Within a painfully immodest pop universe, "Idol" stands as a champion of family values -- and of the endangered naughty giggle. The banter between the show's male regulars, especially host Ryan Seacrest and judge Simon Cowell, is steeped in an outdated frat-boy homophobia that is never funny and often deeply uncomfortable. You'd think that the formal protest lodged in 2006 by the gay-rights organization GLAAD would have put a stop to such antics, but they've just kept coming.

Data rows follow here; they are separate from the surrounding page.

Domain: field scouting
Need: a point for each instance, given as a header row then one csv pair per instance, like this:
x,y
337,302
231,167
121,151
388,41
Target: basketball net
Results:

"Idol's" closet contains much more than sexuality, though. It includes language differences, religious affiliation and its contestants' complex family lives. The daring Lambert might break down the wall of homophobia this season, but it's just as likely one of the show's several Christian worship leaders, including Lambert's main male rival Danny Gokey, will push the producers to let fundamentalist Christianity out of the box in which it's not very well contained.

Or perhaps this year's outlier will be Jorge Nunez, making a mark for the Latino community by insisting on singing songs in Spanish. Then there's Scott MacIntyre, who is legally blind, and who might keep forcing the producers to adjust to a front-runner with an obvious disability.

Issues of race pose new challenges this year. Nunez's dark skin and curly hair mark him as different from the Enrique Iglesias-style Latin crossover acts more common in Hollywood. (There's more than one reason salsa master Marc Anthony, a black-haired, full-blooded Puerto Rican who has faced crossover issues himself, wept when Nunez got through.)